In the absence of a statute the right of an individual to engage in the banking business in all or any of its departments is unrestricted. It is universally recognized, however, that the business is of a public character and is properly subject to statutory regulations for the protection of the public. The inquiry here is not whether the business of the appellees in question may be regulated by statute, but is whether it can be regulated by a statute which by its title purports to regulate banking, only. In Reed v. People, 125 Ill. 592, in discussing the meaning of the words “banking powers,” as used in section 5 of article 11 of the constitution of 1870, the court said: “We think the language employed should be used in its common, ordinary sense, and when this is done the banking powers referred to mean such as are ordinarily conferred upon and used by the various banks doing business in the country. The ordinary and usual powers exercised by banks are to discount notes and receive deposits. They may, and often do, possess other powers, but these are the ordinary and usual powers conferred upon and exercised by banks and bankers. Bouvier, in defining a bank, says: ‘A place for the
deposit of money; an institution (generally incorporated) authorized to receive deposits of money, to lend money and issue promissory notes, (usually known by the name of bank notes,) or to perform some one or more of these functions.’ ‘Banks are said to be of three kinds: deposit, discount and circulation.’ (See, also, People v. Doty, 80 N. Y. 225 ; Pratt v. Short, 79 id. 437.) Speaking in a commercial view, Bouvier is doubtless correct in his definition of a bank; but one of the chief characteristics and one of the most essential elements of a bank, as that term is ordinarily understood, is that it is a place for the deposit of money. The powers and functions of a bank are well stated in Oulton v. Savings Institution, 17 Wall. 117, as follows: ‘Banks, in the commercial sense, are of three kinds, to-wit: First, of deposit; second, of discount; third, of circulation. Strictly speaking, the term ‘bank’ implies a place for the deposit of money, as that is the most obvious purpose of such an institution. Originally the business of banking consisted only in receiving deposits,—such as bullion, plate, and the like,—for safe keeping until the depositor should see fit to draw it out for use; but the business in the progress of events was extended, and bankers assumed to discount bills and notes, and to loan money upon mortgage, pawn or other security, and at a still later period to issue notes of their own, intended as a circulating currency and a medium of exchange instead of gold and silver. Modern bankers frequently exercise any' two, or even all three, of those functions, "but it is still true that an institution prohibited from exercising any more than one of those functions is a bank, in the strictest commercial sense.’ ”
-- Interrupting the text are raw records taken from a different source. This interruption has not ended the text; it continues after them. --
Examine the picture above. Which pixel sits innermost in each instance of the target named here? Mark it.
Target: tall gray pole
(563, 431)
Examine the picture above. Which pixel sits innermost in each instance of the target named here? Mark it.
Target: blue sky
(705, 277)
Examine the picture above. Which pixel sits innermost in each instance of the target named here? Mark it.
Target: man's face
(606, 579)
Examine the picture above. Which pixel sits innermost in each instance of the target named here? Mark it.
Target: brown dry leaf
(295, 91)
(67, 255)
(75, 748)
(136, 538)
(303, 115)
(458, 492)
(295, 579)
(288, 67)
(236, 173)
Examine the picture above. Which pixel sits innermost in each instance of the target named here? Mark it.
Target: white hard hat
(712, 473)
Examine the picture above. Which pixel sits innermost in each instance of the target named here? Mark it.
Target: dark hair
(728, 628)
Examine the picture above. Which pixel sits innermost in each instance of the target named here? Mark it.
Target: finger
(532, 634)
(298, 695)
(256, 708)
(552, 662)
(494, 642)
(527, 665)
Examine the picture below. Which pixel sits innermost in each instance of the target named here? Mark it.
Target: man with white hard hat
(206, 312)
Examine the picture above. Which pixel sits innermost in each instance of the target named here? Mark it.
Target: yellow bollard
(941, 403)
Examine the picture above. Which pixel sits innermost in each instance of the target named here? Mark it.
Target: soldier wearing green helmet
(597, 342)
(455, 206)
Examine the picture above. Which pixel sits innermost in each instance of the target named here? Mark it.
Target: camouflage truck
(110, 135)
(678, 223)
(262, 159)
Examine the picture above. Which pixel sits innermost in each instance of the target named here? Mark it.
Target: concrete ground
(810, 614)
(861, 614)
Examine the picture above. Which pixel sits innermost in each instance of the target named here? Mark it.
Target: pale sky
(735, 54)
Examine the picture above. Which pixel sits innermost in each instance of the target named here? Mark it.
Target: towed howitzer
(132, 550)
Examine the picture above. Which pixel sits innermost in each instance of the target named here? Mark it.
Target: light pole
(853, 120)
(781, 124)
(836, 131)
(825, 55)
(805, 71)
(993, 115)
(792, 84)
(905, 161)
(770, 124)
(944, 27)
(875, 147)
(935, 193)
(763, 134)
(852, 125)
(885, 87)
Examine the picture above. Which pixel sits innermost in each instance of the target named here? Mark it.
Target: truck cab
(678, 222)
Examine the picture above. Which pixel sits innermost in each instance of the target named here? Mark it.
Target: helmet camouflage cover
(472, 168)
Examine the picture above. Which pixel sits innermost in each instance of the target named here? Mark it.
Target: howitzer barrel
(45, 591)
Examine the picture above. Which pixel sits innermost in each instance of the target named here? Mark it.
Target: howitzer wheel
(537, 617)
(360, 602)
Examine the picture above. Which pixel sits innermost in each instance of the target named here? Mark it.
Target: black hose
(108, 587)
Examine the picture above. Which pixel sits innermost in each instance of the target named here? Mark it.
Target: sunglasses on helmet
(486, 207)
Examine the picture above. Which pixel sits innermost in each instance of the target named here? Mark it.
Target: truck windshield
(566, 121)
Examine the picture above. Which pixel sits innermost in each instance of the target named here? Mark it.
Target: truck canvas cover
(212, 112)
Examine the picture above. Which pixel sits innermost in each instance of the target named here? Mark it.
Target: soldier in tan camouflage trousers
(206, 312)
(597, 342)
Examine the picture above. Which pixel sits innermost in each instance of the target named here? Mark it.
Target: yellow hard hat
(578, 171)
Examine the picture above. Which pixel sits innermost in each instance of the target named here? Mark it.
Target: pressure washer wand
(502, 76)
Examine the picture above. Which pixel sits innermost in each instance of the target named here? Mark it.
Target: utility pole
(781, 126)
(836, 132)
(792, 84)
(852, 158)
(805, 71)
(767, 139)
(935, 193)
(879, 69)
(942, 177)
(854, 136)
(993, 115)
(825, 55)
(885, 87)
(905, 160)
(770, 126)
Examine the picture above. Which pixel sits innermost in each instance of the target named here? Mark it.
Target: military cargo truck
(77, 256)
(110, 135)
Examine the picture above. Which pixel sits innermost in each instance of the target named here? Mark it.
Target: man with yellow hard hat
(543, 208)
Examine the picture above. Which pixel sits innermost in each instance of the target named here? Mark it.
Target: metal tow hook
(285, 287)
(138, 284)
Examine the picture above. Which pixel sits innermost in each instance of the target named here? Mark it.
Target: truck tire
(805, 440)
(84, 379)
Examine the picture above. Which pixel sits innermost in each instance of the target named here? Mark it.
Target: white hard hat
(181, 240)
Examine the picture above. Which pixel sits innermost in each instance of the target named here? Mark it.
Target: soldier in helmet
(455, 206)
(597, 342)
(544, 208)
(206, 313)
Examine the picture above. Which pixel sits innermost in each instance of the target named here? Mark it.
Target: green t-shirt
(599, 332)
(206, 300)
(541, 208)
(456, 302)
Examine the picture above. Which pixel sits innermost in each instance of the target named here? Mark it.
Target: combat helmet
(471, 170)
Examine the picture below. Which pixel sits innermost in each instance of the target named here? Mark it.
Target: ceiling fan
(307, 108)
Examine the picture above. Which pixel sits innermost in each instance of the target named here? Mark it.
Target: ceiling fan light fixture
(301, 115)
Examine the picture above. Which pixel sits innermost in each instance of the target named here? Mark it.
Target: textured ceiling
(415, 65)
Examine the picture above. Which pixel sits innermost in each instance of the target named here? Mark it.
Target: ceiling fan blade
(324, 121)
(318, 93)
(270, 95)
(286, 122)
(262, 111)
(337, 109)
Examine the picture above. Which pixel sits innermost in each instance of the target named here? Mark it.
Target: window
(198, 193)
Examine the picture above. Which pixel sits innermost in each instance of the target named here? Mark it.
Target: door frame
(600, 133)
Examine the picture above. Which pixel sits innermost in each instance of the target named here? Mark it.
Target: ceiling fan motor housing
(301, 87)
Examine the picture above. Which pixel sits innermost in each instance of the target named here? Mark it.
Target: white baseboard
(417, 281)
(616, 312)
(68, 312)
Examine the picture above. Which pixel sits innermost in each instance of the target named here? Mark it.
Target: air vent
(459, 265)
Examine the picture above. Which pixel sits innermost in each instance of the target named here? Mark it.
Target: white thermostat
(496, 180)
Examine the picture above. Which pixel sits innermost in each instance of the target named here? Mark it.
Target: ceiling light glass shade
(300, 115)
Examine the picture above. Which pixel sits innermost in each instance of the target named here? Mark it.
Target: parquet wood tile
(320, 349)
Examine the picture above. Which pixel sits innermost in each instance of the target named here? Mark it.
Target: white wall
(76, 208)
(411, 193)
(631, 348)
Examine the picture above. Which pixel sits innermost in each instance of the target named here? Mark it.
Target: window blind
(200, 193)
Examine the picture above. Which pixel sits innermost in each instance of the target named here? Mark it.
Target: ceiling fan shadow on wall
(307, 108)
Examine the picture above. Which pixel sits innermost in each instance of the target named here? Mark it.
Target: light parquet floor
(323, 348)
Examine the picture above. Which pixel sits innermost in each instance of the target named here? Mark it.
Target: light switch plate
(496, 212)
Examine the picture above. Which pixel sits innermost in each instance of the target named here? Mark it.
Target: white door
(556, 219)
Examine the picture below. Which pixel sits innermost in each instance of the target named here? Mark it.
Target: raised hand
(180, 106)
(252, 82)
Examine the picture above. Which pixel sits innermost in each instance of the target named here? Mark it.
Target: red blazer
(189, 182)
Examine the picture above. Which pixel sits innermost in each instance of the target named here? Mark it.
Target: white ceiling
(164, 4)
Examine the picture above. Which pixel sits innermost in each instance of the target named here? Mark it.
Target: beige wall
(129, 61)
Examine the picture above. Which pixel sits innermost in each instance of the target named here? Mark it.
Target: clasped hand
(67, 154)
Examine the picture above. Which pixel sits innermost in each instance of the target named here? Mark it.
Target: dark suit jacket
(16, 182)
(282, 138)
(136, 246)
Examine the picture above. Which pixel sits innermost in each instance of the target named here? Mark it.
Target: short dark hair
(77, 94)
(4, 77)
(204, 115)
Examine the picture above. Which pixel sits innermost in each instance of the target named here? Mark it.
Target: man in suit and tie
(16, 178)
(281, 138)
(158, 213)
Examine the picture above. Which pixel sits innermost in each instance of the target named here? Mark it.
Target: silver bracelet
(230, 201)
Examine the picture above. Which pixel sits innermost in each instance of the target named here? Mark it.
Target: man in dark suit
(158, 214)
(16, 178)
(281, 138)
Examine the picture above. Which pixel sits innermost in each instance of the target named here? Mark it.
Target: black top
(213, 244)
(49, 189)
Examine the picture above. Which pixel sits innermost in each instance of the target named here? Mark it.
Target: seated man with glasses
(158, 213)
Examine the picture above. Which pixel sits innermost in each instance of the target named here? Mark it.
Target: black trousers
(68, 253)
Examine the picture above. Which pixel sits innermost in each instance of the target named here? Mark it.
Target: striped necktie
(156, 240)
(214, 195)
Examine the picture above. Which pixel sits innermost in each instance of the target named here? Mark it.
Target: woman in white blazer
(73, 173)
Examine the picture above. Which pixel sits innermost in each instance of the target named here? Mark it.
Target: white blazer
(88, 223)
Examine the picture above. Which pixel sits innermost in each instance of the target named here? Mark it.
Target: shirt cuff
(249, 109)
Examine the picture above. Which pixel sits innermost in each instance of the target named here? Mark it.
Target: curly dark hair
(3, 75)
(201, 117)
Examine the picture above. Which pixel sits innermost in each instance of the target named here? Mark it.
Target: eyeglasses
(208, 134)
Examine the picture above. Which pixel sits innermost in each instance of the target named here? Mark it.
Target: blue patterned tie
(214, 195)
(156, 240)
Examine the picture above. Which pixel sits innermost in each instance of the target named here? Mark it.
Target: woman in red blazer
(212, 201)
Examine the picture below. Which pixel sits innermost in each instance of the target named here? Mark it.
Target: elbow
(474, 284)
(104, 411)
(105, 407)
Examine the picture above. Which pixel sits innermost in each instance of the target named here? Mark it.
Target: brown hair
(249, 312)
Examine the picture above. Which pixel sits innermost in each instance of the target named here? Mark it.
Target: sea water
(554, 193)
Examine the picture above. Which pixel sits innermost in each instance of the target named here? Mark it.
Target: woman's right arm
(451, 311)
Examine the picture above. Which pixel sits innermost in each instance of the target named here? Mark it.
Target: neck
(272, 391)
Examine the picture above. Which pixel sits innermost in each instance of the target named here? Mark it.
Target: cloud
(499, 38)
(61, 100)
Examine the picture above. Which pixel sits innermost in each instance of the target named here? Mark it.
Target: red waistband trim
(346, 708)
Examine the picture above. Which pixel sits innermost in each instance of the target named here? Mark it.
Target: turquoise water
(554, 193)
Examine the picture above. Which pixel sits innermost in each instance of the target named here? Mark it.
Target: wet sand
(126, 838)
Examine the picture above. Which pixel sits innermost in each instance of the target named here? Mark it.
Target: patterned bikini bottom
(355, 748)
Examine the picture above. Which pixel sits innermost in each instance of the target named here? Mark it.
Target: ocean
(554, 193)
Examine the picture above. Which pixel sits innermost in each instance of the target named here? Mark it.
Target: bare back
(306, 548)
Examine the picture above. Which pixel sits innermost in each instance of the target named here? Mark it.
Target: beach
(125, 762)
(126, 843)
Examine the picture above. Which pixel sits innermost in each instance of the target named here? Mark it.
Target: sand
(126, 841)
In Hinckley v. City of Belleville, 43 Ill. 183, it was held that “without considering the question as to how far a banker and a money-broker are the same in the common parlance and business usages of this State, there is at least no doubt that the term -‘banker’ includes all the business of a money-changer. A money-changer is defined by Webster to -be ‘a broker who deals in money or exchanges.’ The word has passed out of common use, but when used we understand it in the sense given by the learned lexicographer. Thus defined, it is certainly included in the business of a banker, and constitutes, indeed, the greater part of it. So, also, the buying and selling of uncurrent funds and the exchanging of one kind of money for another are equally the practice of the money-changer and the banker.”
“The business of banking, in its most enlarged signification, includes the business of receiving deposits, loaning money, and dealing in coin, bills of exchange, etc., besides that of issuing paper money.” Exchange Bank of Columbus v. Hines, 3 Ohio St. 1.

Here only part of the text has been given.